Terakhir, akan dibahas
tentang maraknya pemberitaan media masa terkait aksi-aksi turun ke jalan atau
demonstrasi yang pernah dilakukan oleh para mahasiswa UI. Pemberitaan kemenangan
mahasiswa pada tahun 1998, atas runtuhnya orde baru, pada waktu itu sangat
gencar diberitakaan di media masa. Banyak media televisi menyebutkan bahwa
mahasiswa turut andil dalam proses reformasi. Majalah-majalah seperti Tempo dan
Kompas juga mencoba untuk menulis beberapa artikel terkait pergerakkan
mahasiswa. Cerita-cerita kejayaan masa lalu terkait demonstrasi 1998, selalu
menjadi topik yang menarik di kalangan mahasiswa UI. Mereka sangat
menggadang-gadangkan prestasi mahasiswa tersebut. Dan tidak banyak dari arah
dan bentuk pergerakkan mereka, banyak sekali berkaca pada pergerakan pada tahun
1998: identik dengan demonstrasi.
Pada masa sekarang,
seiring berkembangnya sosial media yang membuat sarana informasi dan komunikasi
jadi semakin mudah dan cepat, seperti Facebook dan Twitter, berita-berita
mengenai pergerakan mahasiswa (yang lagi-lagi identik dengan aksi turun ke
jalan atau demonstrasi) sangat cepat diterima dan diakses oleh mahasiswa lain.

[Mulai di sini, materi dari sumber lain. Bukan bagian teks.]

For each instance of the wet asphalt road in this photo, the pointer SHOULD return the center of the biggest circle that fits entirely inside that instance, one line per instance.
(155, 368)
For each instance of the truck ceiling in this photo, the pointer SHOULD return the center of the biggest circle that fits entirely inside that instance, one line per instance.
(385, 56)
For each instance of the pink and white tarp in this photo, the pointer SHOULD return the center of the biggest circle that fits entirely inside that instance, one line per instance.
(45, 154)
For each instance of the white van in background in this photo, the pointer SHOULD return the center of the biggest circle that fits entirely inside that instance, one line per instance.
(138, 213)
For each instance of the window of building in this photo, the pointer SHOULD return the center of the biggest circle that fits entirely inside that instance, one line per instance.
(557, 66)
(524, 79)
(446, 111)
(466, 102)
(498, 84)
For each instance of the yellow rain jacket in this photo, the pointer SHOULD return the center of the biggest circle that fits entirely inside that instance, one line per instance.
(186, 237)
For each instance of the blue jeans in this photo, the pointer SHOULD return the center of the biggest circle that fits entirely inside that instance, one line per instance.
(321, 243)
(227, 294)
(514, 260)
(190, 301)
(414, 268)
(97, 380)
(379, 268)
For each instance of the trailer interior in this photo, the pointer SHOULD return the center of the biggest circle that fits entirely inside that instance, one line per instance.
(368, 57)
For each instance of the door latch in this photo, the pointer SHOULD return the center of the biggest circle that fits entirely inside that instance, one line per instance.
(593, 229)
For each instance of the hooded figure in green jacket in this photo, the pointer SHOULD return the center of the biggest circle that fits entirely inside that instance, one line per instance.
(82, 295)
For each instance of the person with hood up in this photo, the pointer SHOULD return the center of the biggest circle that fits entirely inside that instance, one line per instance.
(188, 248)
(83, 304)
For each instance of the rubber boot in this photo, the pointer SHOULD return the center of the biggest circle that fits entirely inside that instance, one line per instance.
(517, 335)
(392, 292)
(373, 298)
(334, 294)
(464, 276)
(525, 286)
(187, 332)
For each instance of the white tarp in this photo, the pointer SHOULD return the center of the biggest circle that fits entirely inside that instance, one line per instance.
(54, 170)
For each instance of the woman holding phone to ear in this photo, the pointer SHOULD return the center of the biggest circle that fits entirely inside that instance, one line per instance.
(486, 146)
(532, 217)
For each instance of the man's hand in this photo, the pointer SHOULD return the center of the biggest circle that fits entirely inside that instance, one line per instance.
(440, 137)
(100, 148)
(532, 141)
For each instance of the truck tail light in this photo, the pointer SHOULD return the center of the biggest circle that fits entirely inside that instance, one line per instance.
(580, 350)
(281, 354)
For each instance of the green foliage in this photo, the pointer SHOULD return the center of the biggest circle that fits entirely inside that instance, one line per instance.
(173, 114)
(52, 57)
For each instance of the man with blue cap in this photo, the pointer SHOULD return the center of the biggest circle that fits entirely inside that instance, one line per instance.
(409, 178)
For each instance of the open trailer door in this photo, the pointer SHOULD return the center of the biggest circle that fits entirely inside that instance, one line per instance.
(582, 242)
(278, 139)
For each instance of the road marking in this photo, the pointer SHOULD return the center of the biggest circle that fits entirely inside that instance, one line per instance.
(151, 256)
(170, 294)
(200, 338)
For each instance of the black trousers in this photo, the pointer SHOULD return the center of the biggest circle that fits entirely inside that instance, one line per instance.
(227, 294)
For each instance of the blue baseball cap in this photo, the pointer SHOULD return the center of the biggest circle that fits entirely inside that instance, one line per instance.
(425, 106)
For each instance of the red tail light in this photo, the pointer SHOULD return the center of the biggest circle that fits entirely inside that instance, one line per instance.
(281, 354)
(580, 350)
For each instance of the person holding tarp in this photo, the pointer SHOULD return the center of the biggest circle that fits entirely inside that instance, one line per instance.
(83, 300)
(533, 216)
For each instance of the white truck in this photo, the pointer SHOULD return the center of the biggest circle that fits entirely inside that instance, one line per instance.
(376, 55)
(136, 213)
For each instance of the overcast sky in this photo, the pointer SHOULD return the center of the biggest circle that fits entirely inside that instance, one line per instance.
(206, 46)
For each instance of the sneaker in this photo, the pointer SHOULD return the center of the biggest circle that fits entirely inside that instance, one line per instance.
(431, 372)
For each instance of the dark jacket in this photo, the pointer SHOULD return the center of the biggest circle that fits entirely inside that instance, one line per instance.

Contohnya ketika terjadi aksi demonstrasi di depan gedung rektorat yang
dilakukan oleh mahasiswa UI terkait perumusan statuta UI, media informasi
sangat berperan di dalam persebaran isu tersebut. Facebook dan twitter begitu
penuh oleh berita-berita yang diposting, oleh akun pribadi maupun kelompok,
terkait demonstrasi tersebut. Lalu ada lagi ketika peristiwa pemboikotan,
demonstrasi, dan advokasi mahasiswa UI terkait penggusuran paksa oleh PT.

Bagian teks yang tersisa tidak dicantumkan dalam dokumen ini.